ESGNOW.ID, JAKARTA -- Aliansi masyarakat sipil Indonesia menolak rencana pembukaan 20 juta hektare hutan untuk pangan dan energi atau hampir dua kali luas Pulau Jawa untuk memenuhi kebutuhan energi dan pangan. Aliansi menilai rencana ambisius ini tidak logis, baik secara hitungan ekonomi dan ekologis. Daya dukung lingkungan harus diperhatikan dalam pelaksanaan program ini.
Berdasarkan data Kementerian Kehutanan tertanggal 5 Desember 2024, peruntukan 20 juta hektare akan digunakan untuk mencapai swasembada energi. Pemerintah berusaha memangkas ketergantungan impor bahan bakar minyak (BBM) dengan pengembangan bioenergi.
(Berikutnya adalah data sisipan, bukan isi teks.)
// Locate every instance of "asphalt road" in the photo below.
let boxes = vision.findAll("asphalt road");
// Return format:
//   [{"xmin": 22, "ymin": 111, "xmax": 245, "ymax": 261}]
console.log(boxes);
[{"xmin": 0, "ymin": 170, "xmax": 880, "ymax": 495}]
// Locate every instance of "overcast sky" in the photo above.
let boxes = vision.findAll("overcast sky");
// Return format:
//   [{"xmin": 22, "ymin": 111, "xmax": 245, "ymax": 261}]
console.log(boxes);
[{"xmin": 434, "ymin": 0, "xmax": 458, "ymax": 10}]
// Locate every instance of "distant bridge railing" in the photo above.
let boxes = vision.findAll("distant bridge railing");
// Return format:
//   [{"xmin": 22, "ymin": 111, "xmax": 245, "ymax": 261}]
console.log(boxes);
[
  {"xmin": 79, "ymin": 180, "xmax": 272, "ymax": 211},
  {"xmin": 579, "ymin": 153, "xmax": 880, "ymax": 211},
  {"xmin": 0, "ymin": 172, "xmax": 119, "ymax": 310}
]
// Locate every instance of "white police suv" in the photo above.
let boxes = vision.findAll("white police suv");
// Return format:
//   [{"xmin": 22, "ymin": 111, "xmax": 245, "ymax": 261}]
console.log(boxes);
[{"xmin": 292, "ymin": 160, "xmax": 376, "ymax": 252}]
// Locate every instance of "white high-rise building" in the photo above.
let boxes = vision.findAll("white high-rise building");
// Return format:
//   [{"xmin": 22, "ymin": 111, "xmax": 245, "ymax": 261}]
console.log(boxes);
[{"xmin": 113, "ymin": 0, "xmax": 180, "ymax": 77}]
Terkait bioenergi, kebijakan biodiesel sedang didorong untuk pengembangan B40. Pengembangan biodiesel sendiri sudah menciptakan dinamika ketika minyak sawit harus berbagi peran antara pemenuhan kebutuhan pangan dengan energi.
Menurut Direktur Eksekutif Satya Bumi Andi Muttaqien, produksi bahan bakar nabati, seperti sawit, jelas perlu memperhatikan daya dukung lingkungan. Riset Satya Bumi dengan lembaga lainnya pada 2024 menunjukkan nilai batas atas 'cap' sawit Indonesia berdasarkan daya dukung dan daya tampung lingkungan hidup (D3TLH) hanya sampai pada angka 18,15 juta hektare. Sementara berdasarkan data MapBiomas 2022, luas perkebunan sawit existing sudah mencapai 17,77 juta haktare.
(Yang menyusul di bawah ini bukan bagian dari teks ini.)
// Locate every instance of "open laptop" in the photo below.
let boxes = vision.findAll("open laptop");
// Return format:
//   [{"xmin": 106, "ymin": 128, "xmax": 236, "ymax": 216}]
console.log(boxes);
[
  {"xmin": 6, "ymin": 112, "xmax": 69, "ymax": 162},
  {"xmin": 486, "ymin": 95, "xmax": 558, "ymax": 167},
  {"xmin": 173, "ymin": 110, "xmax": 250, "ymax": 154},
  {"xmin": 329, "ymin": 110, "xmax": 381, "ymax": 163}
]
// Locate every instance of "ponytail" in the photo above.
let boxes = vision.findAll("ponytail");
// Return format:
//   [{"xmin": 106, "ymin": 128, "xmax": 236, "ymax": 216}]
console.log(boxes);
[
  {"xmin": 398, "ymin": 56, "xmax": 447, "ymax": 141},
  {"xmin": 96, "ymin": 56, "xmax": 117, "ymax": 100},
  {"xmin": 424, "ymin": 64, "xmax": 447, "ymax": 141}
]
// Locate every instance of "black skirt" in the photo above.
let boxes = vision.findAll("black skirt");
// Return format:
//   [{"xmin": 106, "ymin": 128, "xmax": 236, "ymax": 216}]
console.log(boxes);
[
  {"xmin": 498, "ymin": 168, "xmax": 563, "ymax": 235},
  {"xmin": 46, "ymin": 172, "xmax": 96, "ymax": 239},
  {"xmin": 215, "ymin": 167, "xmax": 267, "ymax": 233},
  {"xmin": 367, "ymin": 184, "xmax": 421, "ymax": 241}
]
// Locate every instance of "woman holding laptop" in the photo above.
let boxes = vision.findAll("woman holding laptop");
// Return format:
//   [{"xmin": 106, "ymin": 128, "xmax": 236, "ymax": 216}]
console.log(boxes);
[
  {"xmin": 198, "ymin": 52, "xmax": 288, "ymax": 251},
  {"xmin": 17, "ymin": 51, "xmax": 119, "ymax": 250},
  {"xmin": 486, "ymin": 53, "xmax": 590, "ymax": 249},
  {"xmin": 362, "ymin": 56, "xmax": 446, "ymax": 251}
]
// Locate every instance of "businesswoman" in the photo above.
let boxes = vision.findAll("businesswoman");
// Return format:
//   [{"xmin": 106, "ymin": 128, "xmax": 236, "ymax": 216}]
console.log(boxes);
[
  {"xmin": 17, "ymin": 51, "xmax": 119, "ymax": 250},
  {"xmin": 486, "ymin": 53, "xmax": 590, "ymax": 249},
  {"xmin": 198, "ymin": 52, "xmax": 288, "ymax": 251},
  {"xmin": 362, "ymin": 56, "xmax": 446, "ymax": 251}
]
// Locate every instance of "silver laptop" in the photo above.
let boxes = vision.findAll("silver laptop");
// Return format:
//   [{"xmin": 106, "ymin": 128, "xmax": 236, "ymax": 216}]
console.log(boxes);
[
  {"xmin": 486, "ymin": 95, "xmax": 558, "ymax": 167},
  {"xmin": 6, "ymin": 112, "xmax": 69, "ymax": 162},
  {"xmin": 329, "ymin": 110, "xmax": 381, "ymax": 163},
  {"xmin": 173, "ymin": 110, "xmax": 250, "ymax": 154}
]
“Rencana perluasan 20 juta hektare lahan ini berpotensi menambah luas perkebunan sawit existing hingga lebih dari dua kali lipat dari kapasitas daya dukung dan daya tampung lingkungan. Beban lingkungan ini tentunya akan mengakibatkan kerusakan lingkungan semakin parah hingga terancamnya keberlangsungan hidup manusia dan biodiversitas,” kata Andi seperti dikutip dalam pernyataan aliansi, Senin (20/1/2025).
Sementara itu, Direktur Eksekutif Sawit Watch Achmad Surambo mengatakan pembukaan 20 juta hektare menciptakan peluang sangat besar terjadinya penambahan luasan sawit. Tren alih fungsi lahan pangan semakin mengkhawatirkan terutama dalam konteks perubahan fungsi lahan dari pertanian menjadi perkebunan sawit.
“Kami menemukan terdapat fakta pencetakan sawah baru berakhir menjadi perkebunan sawit. Berdasarkan hitungan kami menemukan bahwa alih fungsi lahan pangan menjadi perkebunan sawit di era pemerintahan Jokowi (2015-2024) seluas 698.566 hektare atau 69.856,6 hektare per tahun. Sumber-sumber lahan pangan tersedia saat ini jelas-jelas terancam eksistensinya dan jika terus terjadi akan mengganggu sistem pangan Indonesia,” kata Surambo.
Ia menjelaskan, kebijakan Perlindungan Lahan Pertanian Pangan Berkelanjutan (PLP2B) merupakan kebijakan pemerintah untuk melindungi lahan pertanian dari konversi. Namun, efektivitas dan implementasi kebijakan ini masih perlu dipertanyakan mengingat masih ditemukannya alih fungsi lahan pangan yang terjadi.